Dokter Valens Yth,
Salam dalam Damai. Saya Anik, gadis 18 tahun, kelas III salah satu SMU. Saya dari keluarga biasa saja dan rumah kami berada agak di luar kota. Setiap hari ke sekolah saya musti naik angkot (angkutan kota). Dari sanalah awal mula saya mengenal Karl.

Pemuda ini pernah kuliah tapi DO (drop out ) dan pergi merantau ke Malaysia. Dua tahun lalu pulang kampung dan menjadi supir angkot milik keluarganya.

Persahabatan kami berlanjut dan sudah setahun ini kami pacaran. Masa pacaran kami ini sangat romantis.
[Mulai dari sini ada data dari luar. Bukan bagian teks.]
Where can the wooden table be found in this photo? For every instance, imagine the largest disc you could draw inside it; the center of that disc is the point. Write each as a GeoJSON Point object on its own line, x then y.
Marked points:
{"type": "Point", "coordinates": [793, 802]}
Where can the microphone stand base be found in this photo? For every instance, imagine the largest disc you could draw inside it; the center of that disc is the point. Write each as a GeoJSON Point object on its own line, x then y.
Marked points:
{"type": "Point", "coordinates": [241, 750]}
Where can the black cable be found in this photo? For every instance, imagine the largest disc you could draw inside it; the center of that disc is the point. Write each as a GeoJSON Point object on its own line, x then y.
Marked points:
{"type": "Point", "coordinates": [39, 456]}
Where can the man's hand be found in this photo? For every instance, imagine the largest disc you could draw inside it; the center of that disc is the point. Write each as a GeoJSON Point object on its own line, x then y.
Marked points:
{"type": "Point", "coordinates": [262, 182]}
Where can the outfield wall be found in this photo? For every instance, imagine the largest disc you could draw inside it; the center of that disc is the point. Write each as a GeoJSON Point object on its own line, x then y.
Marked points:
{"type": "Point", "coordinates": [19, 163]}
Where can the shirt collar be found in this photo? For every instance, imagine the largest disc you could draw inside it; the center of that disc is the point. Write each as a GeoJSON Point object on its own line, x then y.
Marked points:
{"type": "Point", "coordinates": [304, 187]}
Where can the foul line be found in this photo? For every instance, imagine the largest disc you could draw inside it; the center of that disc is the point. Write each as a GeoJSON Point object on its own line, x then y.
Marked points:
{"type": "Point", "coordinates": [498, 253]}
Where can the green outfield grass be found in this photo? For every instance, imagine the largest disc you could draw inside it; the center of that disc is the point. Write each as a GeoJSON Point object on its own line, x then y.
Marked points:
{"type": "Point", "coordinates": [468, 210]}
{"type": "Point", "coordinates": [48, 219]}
Karl berusaha pagi pas jam sekolah dia lewat di depan rumah sehingga bisa jemput saya.

Begitu juga saat pulang sekolah pasti saja ada kesempatan untuk menjemput saya. Melihat kebaikan hatinya saya pun mulai tertarik dan akhirnya saya benar-benar jatuh cinta. Ketika ulang tahun saya, teman kelas saya tidak tahu tapi Karl menjemput saya pagi-pagi kami keluar kota. Kami merayakannya di suatu tempat berdua saja.

Saya pun mulai malas sekolah karena saya pikir, mungkin lebih baik saya keluar saja dari sekolah dan menikah dengan Karl. Saya tahu persis walaupun saya tamat SMUpun tidak mungkin saya lanjutkan sekolah.

Namun urusan kami menjadi rumit ketika orangtua saya tahu kalau saya sering bolos sekolah dan ikut pergi dengan Karl. Bapak saya pergi menemui orangtuanya dan berkata keras. "Kalau berani Karl kawin dengan Anik, kalian akan bayar dengan belis mahal ". Begitu tegas orangtua saya.

Dokter tahu sendiri di daerah Flores kalau belisnya mahal berarti akan berat bagi keluarga Karl. Pernah sekali saya dengan Karl berencana akan pergi saja diam-diam ke tempat kakaknya di Denpasar. Kalau perlu kami akan menikah di sana.

Setelah punya anak baru kami pulang, pasti orangtua tidak akan marah lagi. Tapi Karl malah takut ketika kami kembali belis bisa ditagih lebih mahal lagi. Dokter, Mengapa cinta harus jadi rumit begini? Sejak ada masalah begini, saya selalu diawasi oleh keluarga.

Kalau sampai mereka tahu saya pergi dan bertemu Karl, maka ketika pulang saya dipukul. Dokter, Apakah saya harus putus dengan Karl yang sangat saya cintai.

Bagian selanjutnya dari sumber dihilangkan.